Feb. 4 (Bloomberg) -- Jalal Yaqoub, Yemen's deputy finance minister, talks about the political regimes in Tunisia, Egypt and Yemen, and the prospects for political unrest spreading. He speaks from Sana'a with Francine Lacqua on Bloomberg Television's "On The Move."
Washington Post Staff Writer
Saturday, February 5, 2011; 10:45 AM

SANAA, YEMEN - After Friday prayers, about 25 protesters stood outside Sanaa University chanting for President Ali Abdullah Saleh to resign. As the clock ticked toward 1:30 p.m., one by one, they began to leave, as did a small group of people watching them.

"They've gone to chew khat," Shihab Sharabi, 21, one of the protesters, said with a sheepish smile.

Khat, a leafy narcotic, is consumed by nearly every man here. Add that to the many reasons that Yemen's protest movement has yet to gain the same momentum as the revolts in Egypt and Tunisia, say many Yemenis.

For the past three weeks, protests have rocked this impoverished Middle Eastern capital. Some were massive; others were tiny. But one thing has remained constant: Most of the protests ended before 2 p.m. That's when many Yemenis enter khat-chewing sessions in their homes or cars, practically anywhere.

"In Yemen, chewing khat is like drinking water," said Samir al-Sami, an aid worker observing the demonstration. "We can't live without it."

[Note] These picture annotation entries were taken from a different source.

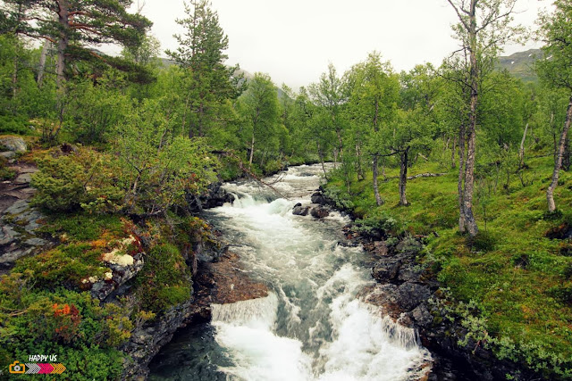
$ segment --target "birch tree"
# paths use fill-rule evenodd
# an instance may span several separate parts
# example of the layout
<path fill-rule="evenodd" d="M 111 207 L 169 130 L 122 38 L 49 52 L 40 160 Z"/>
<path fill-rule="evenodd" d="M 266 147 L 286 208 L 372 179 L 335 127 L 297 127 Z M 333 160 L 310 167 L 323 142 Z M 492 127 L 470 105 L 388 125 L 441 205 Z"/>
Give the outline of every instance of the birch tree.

Among its effects, khat is said to induce euphoria, loss of appetite and sleeplessness. The World Health Organization classifies it as a drug that, if abused, can cause mild psychological dependence. It is an illegal substance in the United States.

In Yemen, researchers estimate that as much as 80 percent of the population chews khat leaves, the vast majority starting at a young age.

That confounds Aidroos Al Naqeeb, an opposition lawmaker. When asked why Yemen, inflicted with many of the problems fueling the rebellions in Egypt and Tunisia, has not experienced a similar transformation, Naqeeb cited Yemen's weak civil society and weak culture of popular protests.

Then he added, shaking his head, that "the culture of khat is also playing a role."

Khalid al-Hamri, 22, a student, said it would be pointless to protest in the afternoon. "In the morning, all the government officials are in their offices. They will hear our protests," he said. "In the afternoon, nobody will listen to us because everybody is chewing khat."

Just then, a man walked by, his left cheek bulging with khat. He glanced at the protesters and jeered: "Don't you have anything better to do? The government will put you under its shoes." Then he walked in the direction of stores selling khat.

At the shops, there were much bigger crowds, some spilling onto the street. Everyone was clutching small plastic bags containing the leaves.

Back at the university, the protesters sat on the sidewalk, clutching Yemeni flags. Sharabi vowed that if Saleh didn't step down, they would protest all day, until midnight.

"We will bring our khat here and make a revolution," he said, as another protester walked toward the khat stores.